Rheumatology Flashcards
What is Osteomyelitis?
Infection and inflammation of the bone.
Aetiology/Risk Factors for Osteomyelitis
Immunodeficiency (immunosuoppressants, HIV, etc)
DM - diabetic foot ulcers
Inflammatory arthritis e.g rheumatoid arthritis
Trauma
Sickle cell anaemia
Intravenous drug usage
Bacterial Aetiology of Osteomyelitsi
Staphylococcus aureus - most common
S.epidermidis - prosthetic joints
Salmonella - sickle cell disease
H.influenzae
P.aeruginosa - IVDU
What are the methods in which a bone can become infected?
Direct Inoculation - trauma, open wound
Contiguous Spread - infection of adjacent joint/tissue
Haematogenous Seeding - IVDU, catheter
Pathophysiology of Osteomyelitis
Inflammation due to infection causes inflammatory exudate in bone marow.
Results in increased intramedullary pressure - oedema.
Exudate can then go into the bone cortex and rupture periosteum.
Can interrupt perfusion and cause necrosis.
Leaves separated pieces of dead bone called sequestra.

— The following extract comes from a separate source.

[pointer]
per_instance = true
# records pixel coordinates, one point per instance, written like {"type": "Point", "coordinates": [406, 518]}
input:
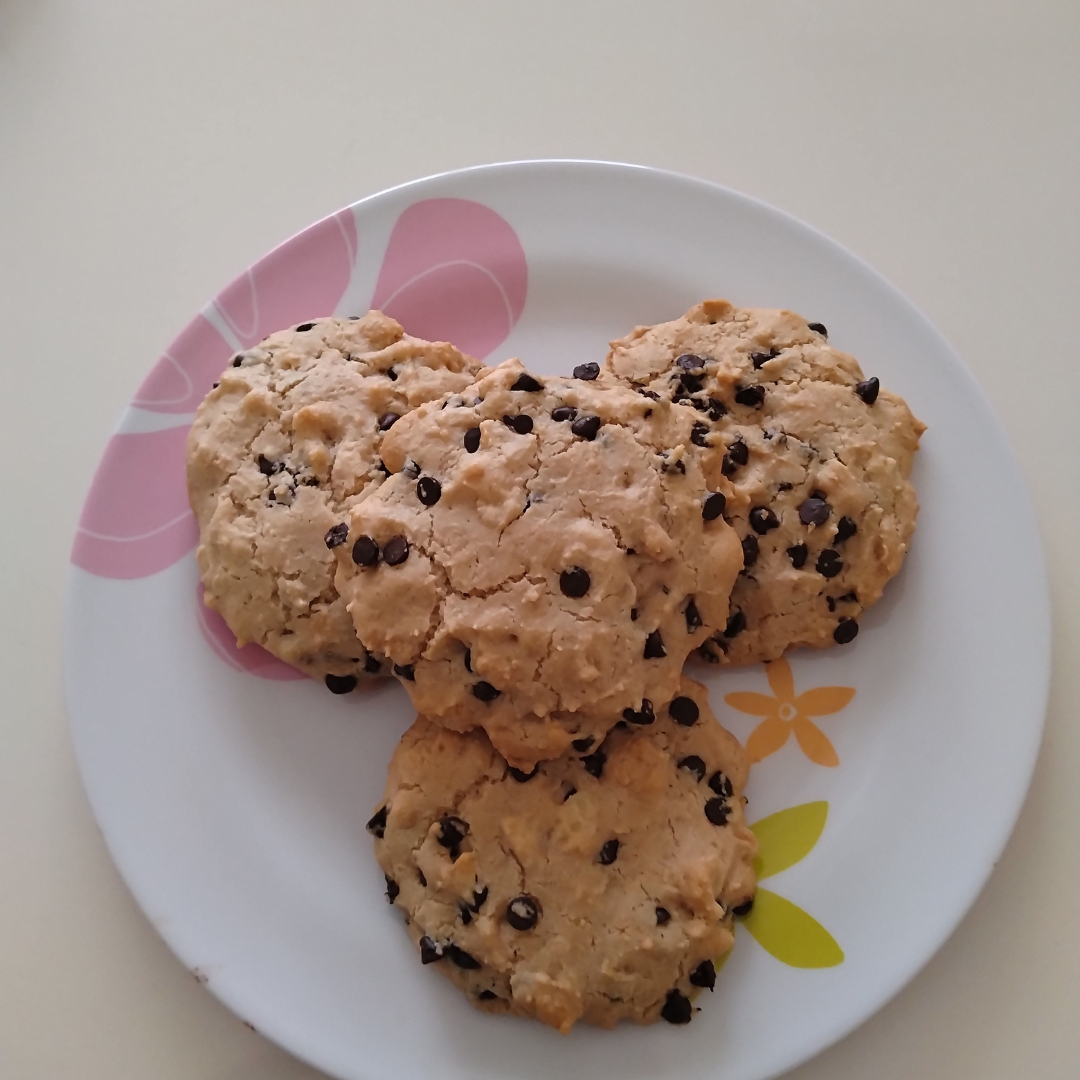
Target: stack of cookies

New bone formation known as involucrum.
What is the most common site affected in children from haematogenous seeding osteomyelitis?
Metaphysis of long bones
Because blood flow is slower
Lack of endothelial basement membrane
Capillaries lack phagocytic lining cells.

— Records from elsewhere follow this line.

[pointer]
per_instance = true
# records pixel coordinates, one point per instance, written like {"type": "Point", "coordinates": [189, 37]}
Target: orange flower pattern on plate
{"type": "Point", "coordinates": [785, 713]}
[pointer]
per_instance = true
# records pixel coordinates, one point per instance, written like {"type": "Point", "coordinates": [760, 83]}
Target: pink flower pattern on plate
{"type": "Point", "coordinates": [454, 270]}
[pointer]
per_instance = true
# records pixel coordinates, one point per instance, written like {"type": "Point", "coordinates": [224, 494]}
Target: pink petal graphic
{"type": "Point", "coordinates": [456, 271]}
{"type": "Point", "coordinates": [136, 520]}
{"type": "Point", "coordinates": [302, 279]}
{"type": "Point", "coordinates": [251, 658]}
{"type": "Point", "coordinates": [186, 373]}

What is the most common site affected in adutls from haematogenous seeding osteomyelitis?
Spinal vertebrae
Vertebrae get more vascular with age, allowing for increased likelihood of bacterial endplate seeding.
Acute pathophysiological changes seen in osteomyelitis
Oedema
Bone inflammation
Vascular congestion
Small vessel thrombi
Chronic pathophysiological changes seen in osteomyelitis
Necrotic bone ‘sequestra’
New bone formation - ‘involucrum
Lymphocytes and histiocytes
Exudate
Clinical Presentation of Acute Osteomyelitis
Onset over several days.
Dull pain at site which may be aggravated by movement.

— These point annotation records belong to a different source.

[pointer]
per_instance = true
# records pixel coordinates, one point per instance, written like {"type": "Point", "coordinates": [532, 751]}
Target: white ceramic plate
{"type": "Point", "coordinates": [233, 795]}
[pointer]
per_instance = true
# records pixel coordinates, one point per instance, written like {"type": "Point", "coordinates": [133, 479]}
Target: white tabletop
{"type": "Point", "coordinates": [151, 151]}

Inflamed, swollen, tender at site of infection.
Clinical Presentation of Chronic Osteomyelitis
Deep / large ulcers that fail to heal despite several weeks treatment*
Non-healing fractures
Investigation of Osteomyelitis
FBC - leukocytosis
Raised CRP
First line: X-ray - can show osteopaenia - changes can be seen within 2 weeks of infection.
MRI scan - marrow oedema
GS: Blood cultures and bone biopsy
Differential Diagnoses of Osteomyelitis
Charcot joint - damage to sensory nerves due to diabetic neuropathy.
Cellulitis
Avascular necrosis of bone
Gout
Fracture
Medical Management of Osteomyelitis
Empirically vancomycin + ceftriaxone
Once organism is identified,
6 weeks IV antibiotics is considered minimum.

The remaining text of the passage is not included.